Despite solid economic indicators like a steady rise in gross domestic product (GDP), the Fed remains concerned about inflation, which is currently running at 2.5%, still above its 2% target. However, the labor market is a growing concern for Fed Chair Jerome Powell and other policymakers, as hiring has slowed, even though layoffs remain minimal.


At a press conference in July, Powell had downplayed the possibility of a 50-basis-point cut, but shifting economic conditions led to the more aggressive stance. This move also sets the stage for future discussions on how far the Fed should go with additional cuts.


Investors’ expectations fluctuated in the days leading up to the meeting, with the likelihood of a half-point cut rising to 63% shortly before the announcement, according to the CME Group’s FedWatch tool.


The last rate reduction came in March 2020, as part of an emergency response to the economic fallout from the pandemic. The Fed began hiking rates again in March 2022 to combat soaring inflation, which had reached its highest levels in over 40 years. Over the course of its hiking campaign, the Fed implemented four consecutive 75-basis-point increases.


Although the current jobless rate has risen to 4.2%, it is still considered near full employment.

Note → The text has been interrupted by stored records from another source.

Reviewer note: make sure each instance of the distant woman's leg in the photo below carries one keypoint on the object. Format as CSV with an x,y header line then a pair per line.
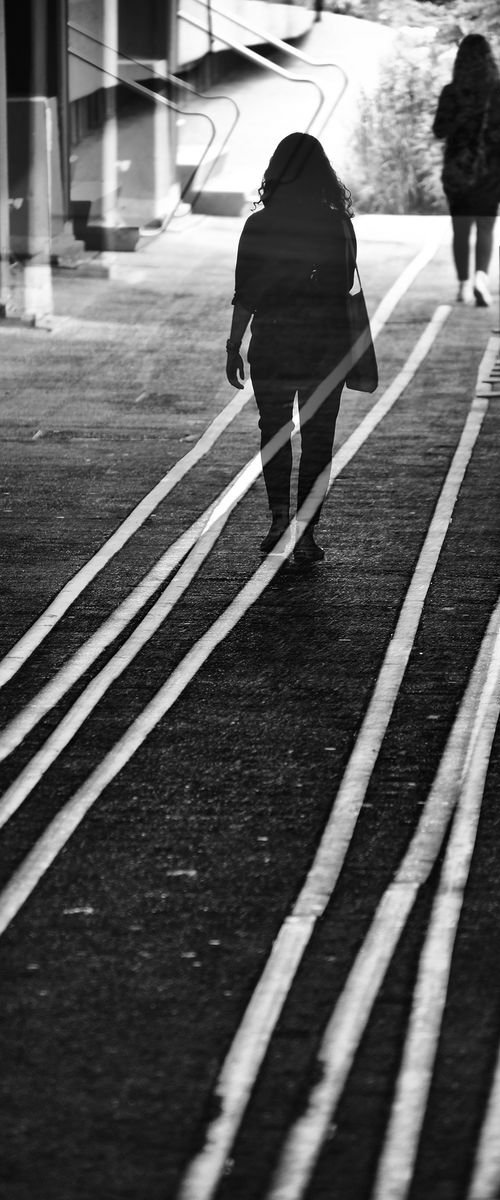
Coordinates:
x,y
462,231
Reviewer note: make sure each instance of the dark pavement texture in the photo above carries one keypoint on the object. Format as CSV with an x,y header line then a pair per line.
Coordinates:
x,y
128,969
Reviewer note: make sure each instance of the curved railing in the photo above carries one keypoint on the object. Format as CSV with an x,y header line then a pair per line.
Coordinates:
x,y
279,45
245,51
160,100
168,77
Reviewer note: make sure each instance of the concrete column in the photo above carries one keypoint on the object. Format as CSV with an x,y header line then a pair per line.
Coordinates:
x,y
109,137
4,173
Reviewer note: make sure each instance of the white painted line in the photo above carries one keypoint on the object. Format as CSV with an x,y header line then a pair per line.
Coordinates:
x,y
486,1175
402,285
14,659
399,1151
221,509
204,1173
13,733
18,654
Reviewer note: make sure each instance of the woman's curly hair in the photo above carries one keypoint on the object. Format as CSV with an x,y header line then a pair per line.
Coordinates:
x,y
475,65
300,161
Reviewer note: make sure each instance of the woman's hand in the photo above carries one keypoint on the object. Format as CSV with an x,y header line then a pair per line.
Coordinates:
x,y
234,367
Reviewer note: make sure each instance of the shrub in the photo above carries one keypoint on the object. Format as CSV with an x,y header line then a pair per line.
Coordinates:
x,y
396,160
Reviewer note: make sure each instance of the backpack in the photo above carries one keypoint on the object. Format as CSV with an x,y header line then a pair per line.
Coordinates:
x,y
467,166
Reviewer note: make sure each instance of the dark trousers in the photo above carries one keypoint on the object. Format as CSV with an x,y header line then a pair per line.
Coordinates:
x,y
275,400
474,209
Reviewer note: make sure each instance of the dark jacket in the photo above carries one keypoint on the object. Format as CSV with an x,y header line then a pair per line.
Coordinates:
x,y
295,267
471,133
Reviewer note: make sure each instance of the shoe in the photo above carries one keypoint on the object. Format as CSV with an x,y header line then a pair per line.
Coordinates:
x,y
464,294
481,291
279,523
307,550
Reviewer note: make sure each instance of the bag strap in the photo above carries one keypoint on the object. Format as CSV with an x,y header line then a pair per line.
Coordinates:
x,y
348,241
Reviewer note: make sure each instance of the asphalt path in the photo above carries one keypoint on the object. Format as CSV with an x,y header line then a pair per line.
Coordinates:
x,y
247,952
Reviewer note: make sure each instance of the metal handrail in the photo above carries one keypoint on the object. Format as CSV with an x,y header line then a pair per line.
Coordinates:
x,y
168,77
260,61
282,46
160,100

Wednesday’s decision could have a ripple effect globally, as other central banks, such as those in England, Europe, and Canada, may follow the Fed’s lead. Some have already begun cutting rates in response to global inflation, which was exacerbated by pandemic-related disruptions in supply chains and unprecedented monetary and fiscal stimulus.


While the Fed has approved the rate cut, it has continued with its "quantitative tightening" policy, gradually reducing its bond holdings. The Fed's balance sheet has decreased to $7.2 trillion, a $1.7 trillion reduction from its peak, as it allows up to $50 billion in maturing Treasurys and mortgage-backed securities to roll off each month.